That includes raising limits on most of Interstate 70 between the Colorado line and Interstate 15; on Interstate 84 from Riverdale to Echo Junction; and on Interstate 80 from Echo Junction to Wyoming.
With the addition of new 80 mph zones on I-70, "Now every interstate in Utah with the exception of I-215 will have at least some areas with an 80 mph zone," said Jason Davis, operations director for the Utah Department of Transportation.
UDOT officials outlined their plans to the Utah Transportation Commission on Thursday and are starting to consult with cities, counties and the Utah Highway Patrol.
Davis said the plans could change. But if others do not raise major objections, he said, the new speed zones could be put in place as early as the next few weeks.

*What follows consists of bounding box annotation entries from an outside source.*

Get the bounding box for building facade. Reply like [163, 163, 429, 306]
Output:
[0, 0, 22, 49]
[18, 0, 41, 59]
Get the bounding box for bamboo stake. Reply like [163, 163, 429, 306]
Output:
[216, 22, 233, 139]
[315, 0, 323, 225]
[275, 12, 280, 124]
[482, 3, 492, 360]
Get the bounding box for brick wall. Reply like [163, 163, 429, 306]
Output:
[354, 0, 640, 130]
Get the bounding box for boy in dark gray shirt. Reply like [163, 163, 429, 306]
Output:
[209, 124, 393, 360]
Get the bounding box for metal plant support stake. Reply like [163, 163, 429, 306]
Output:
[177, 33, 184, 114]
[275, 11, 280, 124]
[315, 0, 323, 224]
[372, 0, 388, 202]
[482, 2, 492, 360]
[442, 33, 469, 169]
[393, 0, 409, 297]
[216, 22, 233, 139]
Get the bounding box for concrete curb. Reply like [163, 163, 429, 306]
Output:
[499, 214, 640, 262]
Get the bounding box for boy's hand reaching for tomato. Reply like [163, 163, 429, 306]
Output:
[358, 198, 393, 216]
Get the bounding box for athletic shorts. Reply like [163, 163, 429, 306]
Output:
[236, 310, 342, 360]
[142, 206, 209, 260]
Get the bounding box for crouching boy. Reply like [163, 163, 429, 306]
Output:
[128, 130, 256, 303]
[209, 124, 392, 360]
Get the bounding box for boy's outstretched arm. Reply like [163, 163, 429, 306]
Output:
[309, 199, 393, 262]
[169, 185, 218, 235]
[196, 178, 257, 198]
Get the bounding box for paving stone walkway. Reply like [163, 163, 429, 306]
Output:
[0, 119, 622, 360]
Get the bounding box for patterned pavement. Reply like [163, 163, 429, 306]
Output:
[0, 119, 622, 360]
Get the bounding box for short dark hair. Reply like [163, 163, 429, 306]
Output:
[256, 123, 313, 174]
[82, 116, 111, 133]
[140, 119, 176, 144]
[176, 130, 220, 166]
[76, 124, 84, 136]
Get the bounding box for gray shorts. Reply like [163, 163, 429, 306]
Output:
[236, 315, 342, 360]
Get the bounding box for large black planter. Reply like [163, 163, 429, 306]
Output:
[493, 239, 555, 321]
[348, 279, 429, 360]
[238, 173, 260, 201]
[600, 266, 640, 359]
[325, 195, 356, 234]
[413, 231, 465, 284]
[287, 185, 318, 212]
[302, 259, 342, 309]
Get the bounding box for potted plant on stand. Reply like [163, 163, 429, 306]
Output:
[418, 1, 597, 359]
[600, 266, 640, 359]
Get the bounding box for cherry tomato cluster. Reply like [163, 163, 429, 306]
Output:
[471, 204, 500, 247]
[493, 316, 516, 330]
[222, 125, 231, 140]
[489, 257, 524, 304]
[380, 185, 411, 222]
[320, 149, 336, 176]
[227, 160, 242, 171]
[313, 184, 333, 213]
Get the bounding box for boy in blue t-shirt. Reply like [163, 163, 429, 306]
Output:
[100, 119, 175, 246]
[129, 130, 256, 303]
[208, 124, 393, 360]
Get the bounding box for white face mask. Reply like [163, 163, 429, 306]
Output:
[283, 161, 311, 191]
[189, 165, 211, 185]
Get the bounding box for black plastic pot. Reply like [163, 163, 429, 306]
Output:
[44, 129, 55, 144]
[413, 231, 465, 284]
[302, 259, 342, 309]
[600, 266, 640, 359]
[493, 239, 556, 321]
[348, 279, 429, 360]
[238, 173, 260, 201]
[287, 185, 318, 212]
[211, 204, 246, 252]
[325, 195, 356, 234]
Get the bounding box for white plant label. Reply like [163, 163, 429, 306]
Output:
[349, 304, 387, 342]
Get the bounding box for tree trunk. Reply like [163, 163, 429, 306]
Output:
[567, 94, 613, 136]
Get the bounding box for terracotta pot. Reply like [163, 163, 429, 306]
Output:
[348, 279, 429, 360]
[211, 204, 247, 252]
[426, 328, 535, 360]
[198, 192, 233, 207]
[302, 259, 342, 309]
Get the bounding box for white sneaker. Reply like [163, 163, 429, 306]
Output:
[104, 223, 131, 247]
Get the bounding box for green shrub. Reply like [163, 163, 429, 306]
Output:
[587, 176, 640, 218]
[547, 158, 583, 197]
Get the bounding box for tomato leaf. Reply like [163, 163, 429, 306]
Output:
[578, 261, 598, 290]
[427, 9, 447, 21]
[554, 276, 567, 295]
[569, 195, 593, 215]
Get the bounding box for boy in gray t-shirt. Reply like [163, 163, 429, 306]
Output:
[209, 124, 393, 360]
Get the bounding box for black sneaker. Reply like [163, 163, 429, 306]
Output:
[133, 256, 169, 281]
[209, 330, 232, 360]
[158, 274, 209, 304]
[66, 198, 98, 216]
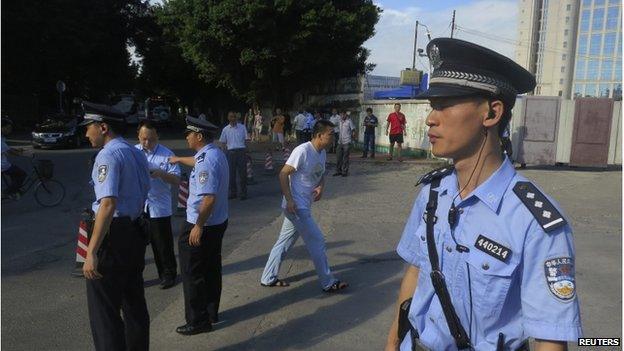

Based on past experience, Davis does not expect actual average speeds to go up much even with the higher limits. Past studies showed that similar increases raised actual average speeds by only 1 to 2 mph, and they even decreased in some areas.
UDOT studies in areas that are now proposed for higher limits show that 85 percent of motorists often are traveling faster than the posted limit, Davis said, so the higher limit will more closely match the reality of current driving patterns.
"It will bring a more uniform flow of traffic," said Davis, adding that accidents occur when some vehicles travel much slower or much faster than other traffic.
Boosting the speed limit allows "some of the slow ones to travel 5 mph faster, and come up to the new posted limit. That should smooth the traffic flow," Davis said. "People tend to travel at the speed they are comfortable with and feel safe. Posted speed limits actually are less of a factor" in determining speed.
Most of I-70 between Colorado and I-15 is proposed to have an 80 mph limit, but some sections would be 75 and one small section, where the road winds through canyons, would be 60 mph. Davis said traffic already moves that slowly in that area because of twists, and UDOT wants the limit to match behavior.
All of I-80 from Echo Junction to Wyoming is proposed to have 80 mph limits.
Interstate 84 between Riverdale and Echo Junction would have some sections that would increase to 70 or 75 mph but none would jump to 80 mph. Some trickier sections will continue to have a 65 mph limit.
UDOT is proposing to raise the limit from 65 to 70 mph from Riverdale to the mouth of Weber Canyon. The agency wants to raise the limit to 75 mph between Mountain Green and Morgan, and in another section between Devil's Slide and Echo Junction.
After experimenting with 80-mph speed zones for several years on stretches of I-15 in southern Utah, the Legislature in 2013 passed a law allowing UDOT to raise limits up to 80 mph wherever studies show it likely would be safe.
With that law, UDOT added 289 miles of 80 mph speed limits in 2013. Then, late last year, it boosted the speed limit on most urban interstates from 65 to 70 mph.
While the increase on urban highways was controversial, UDOT released a study earlier this month saying actual speeds there have remained about the same. The average increased by up to 2 mph in some sections, and dropped by 2 mph in others.
Highway deaths have increased by about a third this year, but UDOT has said higher speed limits are not to blame.
Only a handful of fatalities occurred on highways with speed limits of 70 mph or higher, officials said, and more deaths actually occurred on roads with speed limits of 25 mph.
UDOT has blamed the higher number of deaths on people failing to wear seat belts noting more than half those killed had failed to buckle up and on distracted driving.
When Utah first adopted permanent 80 mph limits, Texas was the only other state allowing such fast speeds on any roads. Now, Idaho, Colorado, Wyoming and South Dakota have all opened the throttle.